The following is a grand understatement: heavy metal is an extremely polarizing genre of music. Its millions of fans, united in their love of loud guitars, black clothing, and grim imagery are simultaneously divided by sub-genre lines. These black metal fans over here hate grindcore, and those power metal fans over there can't get into death metal. Denim-clad thrashers stand around bored to tears when deathcore bands take the stage, and vice versa. Metal fans are a finicky bunch, but Marrow of Earth may have tapped into a style that can please most of them. It is impossible to please them all, so even getting remotely close to accomplishing such a feat is worthy of praise.

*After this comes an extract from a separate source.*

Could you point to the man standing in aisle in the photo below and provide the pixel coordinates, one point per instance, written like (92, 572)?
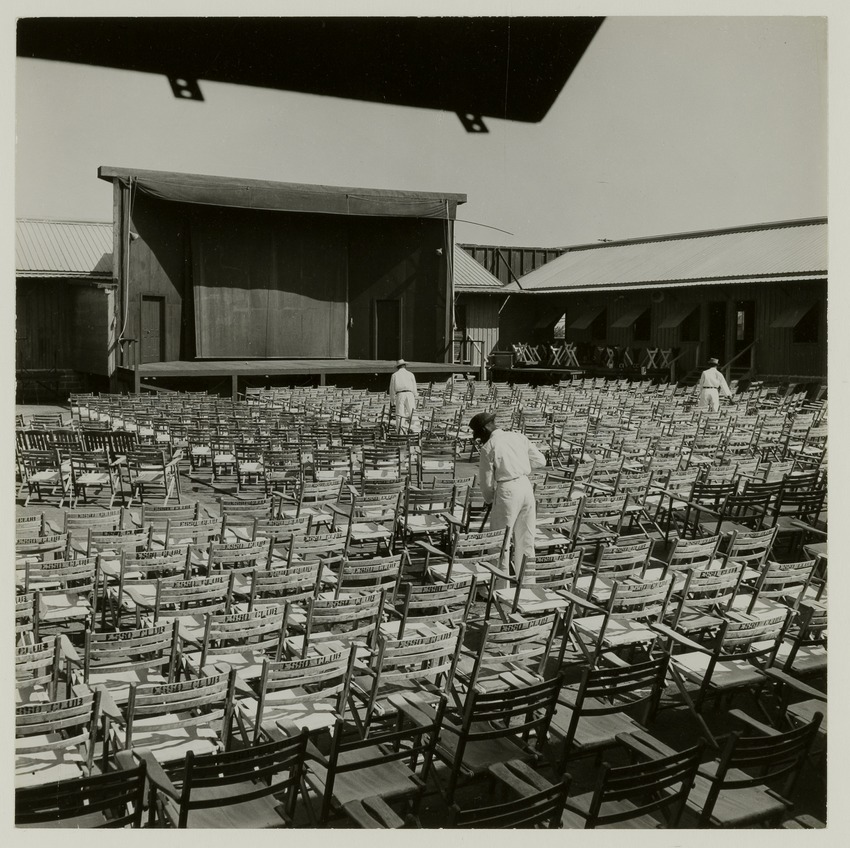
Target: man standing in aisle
(403, 395)
(711, 384)
(503, 475)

The second Marrow of Earth e.p. starts with the title track, “Lethe” which begins with a somber, yet melodic clean guitar riff, and bluesy lead runs. I found myself thinking about my initial forays into the metallic arts, and the first albums I purchased. It seems that in recent years, these kind of intros that slowly transform from a sort of melodic rock to full-on metal assault are somewhat of a lost art. Many of today's metal bands are content with a fast/slow dynamic that never relents in its brutality, switching from blastbeats to breakdowns with little interesting content in between. Marrow of Earth have stepped up their songwriting approach even further this time around, and bring a whole lot more to the table than your average metal band.

This is a band that not only seamlessly transitions from more traditional, ear-wormy riffs to ferocious black metal din, but makes you wonder why more bands can't pull off such an effective blending of sub-genres. Indeed, one may be vaguely reminded of Iron Maiden, and Dismember in the same song, but all these delicious riffs swirl together flawlessly, and without even a hint of being forced. “Amongst the Worms” starts with a more straight-forward, infectious, head-banging riff before dispensing tasty lead guitar lines, and transforming into a wave of blastbeats, and tremolo picking. Thrash, and black metal are combined here without sounding even a little like typical “blackened thrash”, this is a whole new beast. A beast that lunges for your throat with such skill that you find yourself in awe before being ripped apart.

This e.p. is a guitarist's wet dream, with no shortage of shred, but at no point does it come off as self-indulgent. Everything here fits in its place perfectly, especially their new vocalist who barks, growls, and screams bloody murder to great effect. Undoubtedly, your typical hard rock fan (who thinks they're into heavy metal) would likely find this music a little too “extreme” for their radio-molded tastes, but for the rest of us, “Lethe” is a real winner. Excellent musicianship all around, and you'd be hard-pressed to find another band this brutally-heavy that also features a clear understanding of how to write a memorable song. I found myself playing this roughly twenty minute e.p. over, and over without even the slightest desire to skip ahead; pressing “stop” only when it was absolutely necessary for the health of my eardrums. I do not care if my neighbors enjoyed this e.p., but I heard no complaints.

The nearly seven minute closer, “Inhumanitarian” has more catchy riffs in it than some bands feature on an entire album. If Marrow of Earth doesn't keep your attention with their intensity, they will surely sell you on their excellence with their grasp of dynamics. No chugga-chug breakdowns, just a roller coaster ride of top-notch metal riffing. I found listening to “Lethe” to be like rediscovering my love of heavy metal all over again. Guitar riffs that you will wind up humming at some point in your day, and solos that would make the most uptight rock fan want to stand on a table, and play air guitar. Not to mention a flawless rhythm section featuring drumming that is as technically proficient as it is tasteful. This is how heavy metal should be done, with blatant disregard for genre lines, and a ridiculously tuneful approach to wreaking sonic havoc.